C’est un projet de réforme de la Pac pour le moins surprenant qu’a rendu France Stratégie le 23 octobre, moins de quinze jours après que le ministère de l’Agriculture a débuté la consultation sur le plan stratégique de la France.
L’avenir de la Pac pourrait-il être en train de s’écrire dans les bureaux modernes et impersonnels de France Stratégie, plutôt que sous les ors de la Rue de Varenne ? Rien n’est moins sûr, mais comment l’exclure ? Dans un rapport présenté le 23 octobre, France Stratégie, organisme placé sous l’autorité du Premier ministre, dessine une Politique agricole commune archi-simplifiée, articulée autour de deux propositions phares. La première : une distribution des aides du premier pilier par « unité de travail agricole », et non plus à l’hectare comme aujourd’hui.

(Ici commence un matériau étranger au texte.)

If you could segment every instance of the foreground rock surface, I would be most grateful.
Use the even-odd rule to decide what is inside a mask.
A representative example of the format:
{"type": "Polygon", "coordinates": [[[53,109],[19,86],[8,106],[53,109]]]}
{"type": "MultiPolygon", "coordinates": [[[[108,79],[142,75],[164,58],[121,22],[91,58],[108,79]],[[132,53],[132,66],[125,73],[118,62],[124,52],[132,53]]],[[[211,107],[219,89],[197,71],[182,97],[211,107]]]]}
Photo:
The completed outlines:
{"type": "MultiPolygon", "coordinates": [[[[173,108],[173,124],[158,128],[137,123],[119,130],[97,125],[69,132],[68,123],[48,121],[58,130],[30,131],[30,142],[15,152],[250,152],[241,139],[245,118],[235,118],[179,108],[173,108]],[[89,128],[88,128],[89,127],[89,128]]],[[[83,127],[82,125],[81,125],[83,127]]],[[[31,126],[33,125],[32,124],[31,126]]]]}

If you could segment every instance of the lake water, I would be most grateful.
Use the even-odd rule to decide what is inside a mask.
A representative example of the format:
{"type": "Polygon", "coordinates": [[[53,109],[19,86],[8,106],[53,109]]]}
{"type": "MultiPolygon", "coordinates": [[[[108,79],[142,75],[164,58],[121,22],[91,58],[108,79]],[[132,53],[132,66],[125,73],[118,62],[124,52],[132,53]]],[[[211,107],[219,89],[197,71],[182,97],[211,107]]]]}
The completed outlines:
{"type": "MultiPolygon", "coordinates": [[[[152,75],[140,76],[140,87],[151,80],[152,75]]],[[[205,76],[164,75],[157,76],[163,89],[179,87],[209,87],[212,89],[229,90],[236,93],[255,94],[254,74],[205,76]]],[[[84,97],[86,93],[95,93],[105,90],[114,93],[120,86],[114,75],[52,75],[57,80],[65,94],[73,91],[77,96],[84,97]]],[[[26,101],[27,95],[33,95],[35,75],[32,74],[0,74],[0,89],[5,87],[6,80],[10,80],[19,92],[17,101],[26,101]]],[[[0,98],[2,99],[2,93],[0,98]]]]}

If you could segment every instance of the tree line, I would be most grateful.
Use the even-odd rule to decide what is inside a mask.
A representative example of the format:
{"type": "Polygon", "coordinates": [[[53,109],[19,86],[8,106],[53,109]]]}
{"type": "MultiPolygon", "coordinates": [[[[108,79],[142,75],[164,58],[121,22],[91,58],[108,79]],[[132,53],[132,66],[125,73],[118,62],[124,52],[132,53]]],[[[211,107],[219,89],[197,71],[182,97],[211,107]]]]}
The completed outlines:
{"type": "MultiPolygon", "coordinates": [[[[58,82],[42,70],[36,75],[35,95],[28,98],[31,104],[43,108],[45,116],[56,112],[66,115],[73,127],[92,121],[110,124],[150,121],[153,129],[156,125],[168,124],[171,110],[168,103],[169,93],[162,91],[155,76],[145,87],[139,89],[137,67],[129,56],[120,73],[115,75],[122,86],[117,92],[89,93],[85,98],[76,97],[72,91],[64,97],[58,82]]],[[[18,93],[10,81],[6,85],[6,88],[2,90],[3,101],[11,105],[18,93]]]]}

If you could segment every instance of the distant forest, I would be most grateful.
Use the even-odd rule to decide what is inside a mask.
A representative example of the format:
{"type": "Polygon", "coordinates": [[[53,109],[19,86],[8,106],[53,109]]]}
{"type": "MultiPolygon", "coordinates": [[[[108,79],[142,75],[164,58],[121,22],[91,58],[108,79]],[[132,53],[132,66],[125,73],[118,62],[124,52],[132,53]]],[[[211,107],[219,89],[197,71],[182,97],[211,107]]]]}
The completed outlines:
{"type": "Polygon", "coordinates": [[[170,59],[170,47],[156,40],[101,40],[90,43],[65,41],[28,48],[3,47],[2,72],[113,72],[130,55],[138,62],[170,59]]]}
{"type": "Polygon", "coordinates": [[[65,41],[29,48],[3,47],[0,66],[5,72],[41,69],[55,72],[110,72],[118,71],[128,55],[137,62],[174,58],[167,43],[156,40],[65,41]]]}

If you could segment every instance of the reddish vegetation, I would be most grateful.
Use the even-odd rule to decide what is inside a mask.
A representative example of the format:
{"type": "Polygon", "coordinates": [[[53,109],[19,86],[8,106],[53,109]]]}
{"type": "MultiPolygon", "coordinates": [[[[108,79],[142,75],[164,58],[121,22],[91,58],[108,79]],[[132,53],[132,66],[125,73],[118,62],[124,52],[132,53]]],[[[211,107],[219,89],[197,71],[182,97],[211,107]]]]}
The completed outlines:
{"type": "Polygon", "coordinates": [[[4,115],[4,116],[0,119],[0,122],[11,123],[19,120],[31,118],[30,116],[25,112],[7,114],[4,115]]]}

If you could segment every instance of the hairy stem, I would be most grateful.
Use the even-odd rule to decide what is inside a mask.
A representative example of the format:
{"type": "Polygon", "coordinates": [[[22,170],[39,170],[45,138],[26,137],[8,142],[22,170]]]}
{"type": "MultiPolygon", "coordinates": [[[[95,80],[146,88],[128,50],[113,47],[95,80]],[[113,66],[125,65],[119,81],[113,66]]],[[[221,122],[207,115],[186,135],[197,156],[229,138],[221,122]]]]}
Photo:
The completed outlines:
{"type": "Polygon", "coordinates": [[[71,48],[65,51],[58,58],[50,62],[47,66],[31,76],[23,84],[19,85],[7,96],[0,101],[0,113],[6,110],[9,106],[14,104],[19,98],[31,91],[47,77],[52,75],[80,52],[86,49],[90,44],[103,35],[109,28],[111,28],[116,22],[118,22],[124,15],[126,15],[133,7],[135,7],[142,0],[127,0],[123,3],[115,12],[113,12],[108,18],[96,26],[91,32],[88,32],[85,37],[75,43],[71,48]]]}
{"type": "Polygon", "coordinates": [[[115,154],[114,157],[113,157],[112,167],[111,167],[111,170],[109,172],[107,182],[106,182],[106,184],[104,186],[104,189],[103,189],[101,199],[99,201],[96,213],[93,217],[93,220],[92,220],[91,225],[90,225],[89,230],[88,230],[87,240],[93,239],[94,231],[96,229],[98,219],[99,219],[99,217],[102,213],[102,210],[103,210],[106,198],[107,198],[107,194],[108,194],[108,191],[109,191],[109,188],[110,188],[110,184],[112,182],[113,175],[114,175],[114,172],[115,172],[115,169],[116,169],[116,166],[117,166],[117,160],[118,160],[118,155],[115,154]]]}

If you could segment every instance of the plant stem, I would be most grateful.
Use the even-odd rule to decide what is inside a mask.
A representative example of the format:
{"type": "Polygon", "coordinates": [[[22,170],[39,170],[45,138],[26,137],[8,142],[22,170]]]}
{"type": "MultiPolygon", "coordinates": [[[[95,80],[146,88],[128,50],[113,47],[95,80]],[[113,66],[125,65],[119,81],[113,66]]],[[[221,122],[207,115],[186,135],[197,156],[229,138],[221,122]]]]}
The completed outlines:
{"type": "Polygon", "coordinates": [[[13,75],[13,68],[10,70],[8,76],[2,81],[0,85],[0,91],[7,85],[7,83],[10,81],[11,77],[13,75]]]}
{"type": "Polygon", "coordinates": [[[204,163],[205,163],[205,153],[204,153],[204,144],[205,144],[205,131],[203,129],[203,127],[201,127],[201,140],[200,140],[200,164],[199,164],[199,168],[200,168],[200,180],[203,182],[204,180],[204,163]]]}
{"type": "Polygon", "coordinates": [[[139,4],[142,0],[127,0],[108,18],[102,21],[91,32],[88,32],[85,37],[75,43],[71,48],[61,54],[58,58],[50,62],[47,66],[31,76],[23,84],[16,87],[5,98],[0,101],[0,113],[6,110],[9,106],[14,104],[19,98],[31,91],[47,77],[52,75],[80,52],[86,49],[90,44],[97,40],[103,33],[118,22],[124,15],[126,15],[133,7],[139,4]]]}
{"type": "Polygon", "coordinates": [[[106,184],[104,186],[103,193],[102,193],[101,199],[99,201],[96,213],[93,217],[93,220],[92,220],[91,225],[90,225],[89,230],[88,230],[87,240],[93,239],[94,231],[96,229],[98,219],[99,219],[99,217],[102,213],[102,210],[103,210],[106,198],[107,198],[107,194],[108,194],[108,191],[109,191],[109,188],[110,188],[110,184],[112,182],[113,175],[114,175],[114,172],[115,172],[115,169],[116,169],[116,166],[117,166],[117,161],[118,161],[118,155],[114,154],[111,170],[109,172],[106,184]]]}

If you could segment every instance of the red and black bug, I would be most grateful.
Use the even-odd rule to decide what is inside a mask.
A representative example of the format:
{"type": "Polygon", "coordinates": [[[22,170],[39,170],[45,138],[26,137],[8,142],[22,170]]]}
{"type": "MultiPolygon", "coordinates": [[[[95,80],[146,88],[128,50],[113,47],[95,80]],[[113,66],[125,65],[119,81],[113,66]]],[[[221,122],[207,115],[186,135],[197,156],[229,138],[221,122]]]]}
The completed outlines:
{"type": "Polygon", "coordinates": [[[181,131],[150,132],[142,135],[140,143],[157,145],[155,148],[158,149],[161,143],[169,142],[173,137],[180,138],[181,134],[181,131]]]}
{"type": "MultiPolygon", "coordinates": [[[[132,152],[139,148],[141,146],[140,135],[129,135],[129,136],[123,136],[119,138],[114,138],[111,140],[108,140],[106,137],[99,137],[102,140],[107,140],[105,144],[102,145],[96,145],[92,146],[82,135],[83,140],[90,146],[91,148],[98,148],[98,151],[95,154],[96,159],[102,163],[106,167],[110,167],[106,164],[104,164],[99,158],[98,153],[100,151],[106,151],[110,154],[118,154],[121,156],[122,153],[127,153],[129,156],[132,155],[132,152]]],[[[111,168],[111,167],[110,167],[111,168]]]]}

Accélérer la transition écologique
La seconde consiste en un système de bonus-malus visant à « encourager les bonnes pratiques agricoles ». Le malus consisterait en des taxes sur les intrants (phytosanitaires, engrais, médicaments vétérinaires) et sur les émissions de gaz à effet de serre. Les sommes récoltées permettraient de financer des bonus alloués au maintien des prairies permanentes, à la diversification des cultures et aux SIE (Surfaces d’intérêt écologique).
Le principe de la Pac version France Stratégie est limpide : pousser les agriculteurs à accélérer la transition écologique sous peine de voir leurs subventions se réduire. Des propositions à l’impact encore incertain, mais qui feront probablement rebondir le débat sur la répartition des aides européennes. Car passer d’un paiement à la surface à un paiement à l’actif constituerait une petite révolution dans l’histoire de la Politique agricole commune. Concrètement, France Stratégie veut revoir la clé de répartition de l’ensemble des aides du premier pilier actuel (DPB et paiement vert, soit 5,7 Md € pour la France). Ce nouveau paiement pourrait atteindre en moyenne 8 000 € pour chacun des 711 000 exploitants et salariés de la ferme France, avec l’hypothèse d’un budget de la Pac constant.
Des avis partagés
Dans un communiqué du 25 octobre, la Confédération paysanne accueille positivement ce récent rapport. Elle appuie en particulier les propositions de remplacer les aides à l’hectare en aides à l’actif, et les contrats de transition sur sept ans, et la taxation des pesticides, engrais et antibiotiques. Elle dénonce en revanche le « peu d’ambition » sur la régulation des marchés. Même enthousiasme chez les Amis de la terre, mais uniquement sur le système de bonus-malus. L’avis est « plutôt mitigé » du côté des Jeunes Agriculteurs, qu’il s’agisse du bonus-malus ou de l’aide à l’actif. « Il faut prendre nos distances avec l’aide à l’hectare, car ce n’est pas structurant, explique Julien Caillard, responsable Pac pour les JA. Mais il ne faut pas en faire seulement une aide à l’actif ; il faut notamment que cela soit accompagné d’un projet. Et puis il faut s’entendre sur une définition de l’actif ». La FNSEA n’a pas souhaité « faire de commentaires ». Quant à la Coordination rurale, elle se dit « dubitative » et évoque « un rapport sur le dos de l’agriculture, mais pas pour l’agriculture », estime le président du syndicat Bernard Lannes.
Des propositions loin d’être reprises systématiquement
Interrogé par Agra Presse le 23 octobre, le cabinet du ministre de l’Agriculture estime que le rapport est « une contribution comme une autre à la consultation lancée il y a quinze jours. Elle ne représente pas l’avis de Matignon. Nous allons l’intégrer à nos réflexions. » Une manière, peut-être, de minimiser la portée de ce travail qui ne cadre pas tout à fait avec les orientations de la Rue de Varenne.